Open jpallari opened 2 years ago
Facing the same issue here, while building image with GitLab CI & Google Container Registry.
Falling back to gcr.io/kaniko-project/executor:v1.6.0-debug
solved the issue (note that downgrading to v1.7.0 didn't solve the issue)
We experienced a similar issue in case of pushing
We push within OpenShift from a Tekton pipeline into the Project related docker image registry. Using a Service Account with the correct permissions
As we upgraded to 1.8.0 we get this error
error checking push permissions -- make sure you entered the correct tag name, and that you are authenticated correctly, and try again: checking push permission for \"image-registry.openshift-image-registry.svc:5000/myproject/mydocker:0.1.0\": POST https://image-registry.openshift-image-registry.svc:5000/v2/myproject/mydocker/blobs/uploads/: UNAUTHORIZED: authentication required; [map[Action:pull Class: Name:myproject/mydocker Type:repository] map[Action:push Class: Name:myproject/mydocker Type:repository]]

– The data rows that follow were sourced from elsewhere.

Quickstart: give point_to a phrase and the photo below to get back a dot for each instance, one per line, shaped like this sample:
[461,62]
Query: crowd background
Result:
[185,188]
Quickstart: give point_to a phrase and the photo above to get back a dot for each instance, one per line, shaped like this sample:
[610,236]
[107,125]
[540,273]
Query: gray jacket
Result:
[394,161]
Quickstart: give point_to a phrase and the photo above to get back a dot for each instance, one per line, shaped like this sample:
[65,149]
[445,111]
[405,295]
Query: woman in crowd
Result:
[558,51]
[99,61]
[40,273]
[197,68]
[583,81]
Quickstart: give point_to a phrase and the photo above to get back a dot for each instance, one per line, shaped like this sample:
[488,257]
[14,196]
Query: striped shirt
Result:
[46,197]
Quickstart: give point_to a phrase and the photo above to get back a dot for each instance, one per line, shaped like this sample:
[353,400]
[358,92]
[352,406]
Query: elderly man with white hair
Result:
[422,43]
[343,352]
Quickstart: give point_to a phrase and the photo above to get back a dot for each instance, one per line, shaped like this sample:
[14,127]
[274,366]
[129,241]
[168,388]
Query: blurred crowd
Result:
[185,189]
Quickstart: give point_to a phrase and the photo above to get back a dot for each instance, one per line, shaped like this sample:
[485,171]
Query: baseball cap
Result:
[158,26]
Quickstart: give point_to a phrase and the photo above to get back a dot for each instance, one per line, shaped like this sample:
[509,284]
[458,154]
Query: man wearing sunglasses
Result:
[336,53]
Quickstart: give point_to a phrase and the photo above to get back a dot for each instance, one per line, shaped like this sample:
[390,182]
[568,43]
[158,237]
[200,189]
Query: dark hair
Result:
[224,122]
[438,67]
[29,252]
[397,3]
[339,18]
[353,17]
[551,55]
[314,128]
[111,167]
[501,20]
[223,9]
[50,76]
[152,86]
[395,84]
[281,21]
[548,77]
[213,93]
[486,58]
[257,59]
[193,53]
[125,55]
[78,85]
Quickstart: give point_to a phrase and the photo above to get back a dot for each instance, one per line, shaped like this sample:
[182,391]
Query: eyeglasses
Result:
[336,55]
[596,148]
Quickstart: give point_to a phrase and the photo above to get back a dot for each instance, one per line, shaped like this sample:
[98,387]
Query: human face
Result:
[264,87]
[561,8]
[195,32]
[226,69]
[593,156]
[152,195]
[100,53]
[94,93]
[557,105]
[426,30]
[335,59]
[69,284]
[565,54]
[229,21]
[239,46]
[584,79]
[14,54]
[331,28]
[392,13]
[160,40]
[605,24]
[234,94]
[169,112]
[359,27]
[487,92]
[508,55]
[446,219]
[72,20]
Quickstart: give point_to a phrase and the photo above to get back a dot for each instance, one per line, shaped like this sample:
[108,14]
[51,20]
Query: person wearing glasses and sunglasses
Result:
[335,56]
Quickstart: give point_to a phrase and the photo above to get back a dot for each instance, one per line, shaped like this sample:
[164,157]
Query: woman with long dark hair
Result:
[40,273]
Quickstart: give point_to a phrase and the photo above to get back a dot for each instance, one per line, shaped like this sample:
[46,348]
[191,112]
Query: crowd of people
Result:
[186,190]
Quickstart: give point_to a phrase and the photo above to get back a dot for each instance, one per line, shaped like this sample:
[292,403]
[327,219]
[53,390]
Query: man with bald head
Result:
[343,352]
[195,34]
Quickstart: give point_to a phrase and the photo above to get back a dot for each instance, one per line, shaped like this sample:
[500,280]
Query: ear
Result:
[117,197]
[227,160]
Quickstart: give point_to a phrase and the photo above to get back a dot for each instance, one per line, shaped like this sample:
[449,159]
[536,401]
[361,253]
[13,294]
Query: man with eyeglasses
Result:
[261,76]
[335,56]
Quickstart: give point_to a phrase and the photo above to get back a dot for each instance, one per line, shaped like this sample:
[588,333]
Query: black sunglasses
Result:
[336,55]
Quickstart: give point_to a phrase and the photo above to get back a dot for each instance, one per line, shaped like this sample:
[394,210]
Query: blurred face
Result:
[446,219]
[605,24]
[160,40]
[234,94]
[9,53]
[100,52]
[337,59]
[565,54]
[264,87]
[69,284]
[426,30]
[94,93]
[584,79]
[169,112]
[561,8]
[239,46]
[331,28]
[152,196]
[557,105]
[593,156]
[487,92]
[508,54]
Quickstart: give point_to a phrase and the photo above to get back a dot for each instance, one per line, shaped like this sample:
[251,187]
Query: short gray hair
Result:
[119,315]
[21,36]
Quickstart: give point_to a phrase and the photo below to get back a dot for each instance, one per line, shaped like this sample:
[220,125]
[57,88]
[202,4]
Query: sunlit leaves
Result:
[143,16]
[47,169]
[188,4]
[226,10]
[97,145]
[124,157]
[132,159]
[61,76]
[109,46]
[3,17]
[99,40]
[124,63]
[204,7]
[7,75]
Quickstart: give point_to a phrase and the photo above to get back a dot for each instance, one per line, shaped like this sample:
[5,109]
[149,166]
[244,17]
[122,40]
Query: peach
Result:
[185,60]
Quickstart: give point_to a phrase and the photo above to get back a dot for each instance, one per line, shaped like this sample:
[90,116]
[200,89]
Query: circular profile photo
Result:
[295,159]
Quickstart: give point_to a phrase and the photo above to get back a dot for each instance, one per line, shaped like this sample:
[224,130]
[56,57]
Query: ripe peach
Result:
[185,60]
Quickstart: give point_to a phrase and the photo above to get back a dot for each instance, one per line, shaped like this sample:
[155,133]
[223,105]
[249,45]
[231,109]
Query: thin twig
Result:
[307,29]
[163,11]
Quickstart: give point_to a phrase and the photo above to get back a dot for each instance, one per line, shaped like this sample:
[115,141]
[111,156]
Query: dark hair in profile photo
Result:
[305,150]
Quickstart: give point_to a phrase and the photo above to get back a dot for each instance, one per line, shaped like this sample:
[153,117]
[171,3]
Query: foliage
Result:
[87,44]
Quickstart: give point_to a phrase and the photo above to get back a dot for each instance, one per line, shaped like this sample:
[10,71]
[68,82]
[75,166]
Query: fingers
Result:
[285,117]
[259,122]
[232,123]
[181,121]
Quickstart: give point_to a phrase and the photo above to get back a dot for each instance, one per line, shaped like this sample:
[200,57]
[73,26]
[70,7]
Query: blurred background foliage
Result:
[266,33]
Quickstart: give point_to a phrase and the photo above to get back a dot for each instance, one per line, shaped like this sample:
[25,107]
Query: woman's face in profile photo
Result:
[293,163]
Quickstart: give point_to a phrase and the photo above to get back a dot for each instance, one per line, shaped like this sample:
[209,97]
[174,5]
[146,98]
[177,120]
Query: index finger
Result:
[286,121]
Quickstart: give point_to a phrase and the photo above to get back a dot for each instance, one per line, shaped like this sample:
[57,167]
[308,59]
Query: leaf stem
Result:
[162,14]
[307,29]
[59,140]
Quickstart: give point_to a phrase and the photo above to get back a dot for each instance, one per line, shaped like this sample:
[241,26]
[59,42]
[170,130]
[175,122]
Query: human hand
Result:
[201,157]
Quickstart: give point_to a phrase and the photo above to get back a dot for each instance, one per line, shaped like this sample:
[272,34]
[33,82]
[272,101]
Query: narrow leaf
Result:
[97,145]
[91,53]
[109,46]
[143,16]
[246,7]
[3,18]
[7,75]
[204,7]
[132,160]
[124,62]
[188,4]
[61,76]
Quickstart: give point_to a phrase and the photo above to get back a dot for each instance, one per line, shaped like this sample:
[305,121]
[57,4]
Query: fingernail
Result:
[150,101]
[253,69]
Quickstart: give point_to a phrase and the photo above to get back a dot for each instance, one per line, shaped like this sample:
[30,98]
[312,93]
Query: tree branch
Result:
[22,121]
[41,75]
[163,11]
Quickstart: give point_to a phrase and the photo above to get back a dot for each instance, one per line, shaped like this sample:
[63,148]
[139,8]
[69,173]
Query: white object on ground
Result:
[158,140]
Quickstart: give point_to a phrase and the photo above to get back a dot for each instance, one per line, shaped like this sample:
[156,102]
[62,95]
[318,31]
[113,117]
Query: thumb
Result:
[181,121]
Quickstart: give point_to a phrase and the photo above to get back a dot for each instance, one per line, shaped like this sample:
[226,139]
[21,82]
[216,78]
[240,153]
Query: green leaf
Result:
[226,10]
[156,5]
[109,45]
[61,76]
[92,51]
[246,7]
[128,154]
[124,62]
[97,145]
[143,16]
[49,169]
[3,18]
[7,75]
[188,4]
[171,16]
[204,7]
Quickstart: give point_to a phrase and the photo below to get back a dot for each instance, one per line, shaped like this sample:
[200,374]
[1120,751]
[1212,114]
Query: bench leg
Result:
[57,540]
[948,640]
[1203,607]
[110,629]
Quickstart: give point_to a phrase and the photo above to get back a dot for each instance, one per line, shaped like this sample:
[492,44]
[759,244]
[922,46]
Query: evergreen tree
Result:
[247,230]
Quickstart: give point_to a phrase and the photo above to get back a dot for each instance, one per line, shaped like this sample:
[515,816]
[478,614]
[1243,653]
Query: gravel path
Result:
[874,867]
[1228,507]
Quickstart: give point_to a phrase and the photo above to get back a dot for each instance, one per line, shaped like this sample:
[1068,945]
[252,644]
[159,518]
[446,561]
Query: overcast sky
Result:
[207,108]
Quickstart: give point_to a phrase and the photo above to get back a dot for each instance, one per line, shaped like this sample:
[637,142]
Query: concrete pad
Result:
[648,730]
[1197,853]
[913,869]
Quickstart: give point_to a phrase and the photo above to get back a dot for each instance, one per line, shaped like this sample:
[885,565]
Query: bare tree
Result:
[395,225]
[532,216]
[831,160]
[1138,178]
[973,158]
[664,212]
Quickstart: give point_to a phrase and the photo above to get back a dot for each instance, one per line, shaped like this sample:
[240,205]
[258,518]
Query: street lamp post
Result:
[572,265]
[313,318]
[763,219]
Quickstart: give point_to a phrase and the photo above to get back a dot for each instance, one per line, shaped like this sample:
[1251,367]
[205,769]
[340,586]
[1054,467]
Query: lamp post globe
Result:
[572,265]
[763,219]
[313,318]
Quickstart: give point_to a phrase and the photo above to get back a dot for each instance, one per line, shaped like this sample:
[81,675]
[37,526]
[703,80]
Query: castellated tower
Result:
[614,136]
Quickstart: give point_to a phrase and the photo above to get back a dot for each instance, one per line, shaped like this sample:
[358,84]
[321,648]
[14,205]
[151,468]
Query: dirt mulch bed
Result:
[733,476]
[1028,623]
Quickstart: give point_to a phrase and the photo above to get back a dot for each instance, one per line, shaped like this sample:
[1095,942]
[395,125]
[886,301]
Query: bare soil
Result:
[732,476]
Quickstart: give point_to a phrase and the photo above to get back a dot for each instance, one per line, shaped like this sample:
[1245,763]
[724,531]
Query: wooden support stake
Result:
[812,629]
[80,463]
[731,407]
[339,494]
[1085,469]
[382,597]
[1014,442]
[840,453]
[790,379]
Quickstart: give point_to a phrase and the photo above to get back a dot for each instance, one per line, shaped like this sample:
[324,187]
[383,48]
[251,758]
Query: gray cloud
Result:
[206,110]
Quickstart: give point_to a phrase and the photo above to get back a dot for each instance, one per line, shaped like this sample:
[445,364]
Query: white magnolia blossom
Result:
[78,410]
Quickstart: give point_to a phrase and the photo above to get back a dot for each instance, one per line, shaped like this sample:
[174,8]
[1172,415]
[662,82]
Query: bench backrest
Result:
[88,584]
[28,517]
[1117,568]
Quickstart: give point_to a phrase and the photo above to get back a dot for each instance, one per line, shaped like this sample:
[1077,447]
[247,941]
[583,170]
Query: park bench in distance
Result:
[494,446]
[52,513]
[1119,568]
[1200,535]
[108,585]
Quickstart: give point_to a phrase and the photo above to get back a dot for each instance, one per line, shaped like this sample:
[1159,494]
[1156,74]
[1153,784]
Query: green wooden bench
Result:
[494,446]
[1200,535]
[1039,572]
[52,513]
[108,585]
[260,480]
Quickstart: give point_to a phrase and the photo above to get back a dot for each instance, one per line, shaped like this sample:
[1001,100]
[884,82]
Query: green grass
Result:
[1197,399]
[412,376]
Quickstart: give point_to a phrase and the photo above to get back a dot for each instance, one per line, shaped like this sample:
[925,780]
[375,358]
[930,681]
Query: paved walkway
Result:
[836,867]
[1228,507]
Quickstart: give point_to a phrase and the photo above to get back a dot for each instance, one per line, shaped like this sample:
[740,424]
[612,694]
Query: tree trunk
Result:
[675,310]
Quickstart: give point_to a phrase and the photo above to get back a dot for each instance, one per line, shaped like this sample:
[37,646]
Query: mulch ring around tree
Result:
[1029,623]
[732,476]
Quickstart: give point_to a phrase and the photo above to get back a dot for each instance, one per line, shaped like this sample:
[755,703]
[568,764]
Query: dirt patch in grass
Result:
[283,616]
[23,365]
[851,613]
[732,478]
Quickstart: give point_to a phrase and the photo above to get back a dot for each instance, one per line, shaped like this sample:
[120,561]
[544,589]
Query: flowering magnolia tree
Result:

As we reverted back to 1.7.0 everything is working again.
While I've upgraded to v1.9.0-debug I get same issue when building images with GitLab CI and Google Container Registry same as @martinezleoml
going back to v1.6.0-debug solved the issue for me again.
Meanwhile, this issue is older than 1 year. Aren't there any ideas about what causes this problem?
For me switching to the same (public) image hosted in the Docker registry worked around the issue.
We're also running into this issue.
We can pull images from gcr.io with jib running in GitLab CI.
We can pull images from docker hub with Kaniko running in GitLab CI.
We can pull images from gcr.io with Kaniko running locally.
We cannot pull images from gcr.io with Kaniko running in GitLab CI.
By "running in GitLab CI" I mean in GitLab's shared CI runner. I believe that's in GCP, so we're starting to wonder if this is a Google+Google+Google issue — like something is taking a shortcut when it sees that it's in GCP talking to gcr.io and ends up tripping over a bug in that special-case code.
The failures look like:
$ /kaniko/executor $EXTRA_ARGS --context=$KANIKO_CONTEXT --dockerfile=$DOCKERFILE --no-push
INFO[0000] Resolved base name golang:1.21 to build-env
INFO[0000] Retrieving image manifest golang:1.21
INFO[0000] Retrieving image golang:1.21 from registry index.docker.io
INFO[0000] Retrieving image manifest gcr.io/distroless/static-debian12
INFO[0000] Retrieving image gcr.io/distroless/static-debian12 from registry gcr.io
error building image: unable to complete operation after 0 attempts, last error: GET https://gcr.io/v2/token?scope=repository%3Adistroless%2Fstatic-debian12%3Apull&service=gcr.io: UNAUTHORIZED: authentication failed
The "after 0 attempts" part seems sketchy. Is that an off-by-one error, or did it really fail without even trying?
Could be fixed by adding scope https://www.googleapis.com/auth/devstorage.read_only
to the vm instance where gitlab runner is working.
https://cloud.google.com/sdk/gcloud/reference/beta/compute/instances/set-scopes
Seems like additional security on GCP side.
EDIT: Maybe Kaniko uses GCP SDK and it tries to login through GCP VM instance metadata and failed due to scope for gcr API is not provided
Could be fixed by adding scope
https://www.googleapis.com/auth/devstorage.read_only
to the vm instance where gitlab runner is working.
This is the shared gitlab.com runner, so I don't think we have this level of control over the vm.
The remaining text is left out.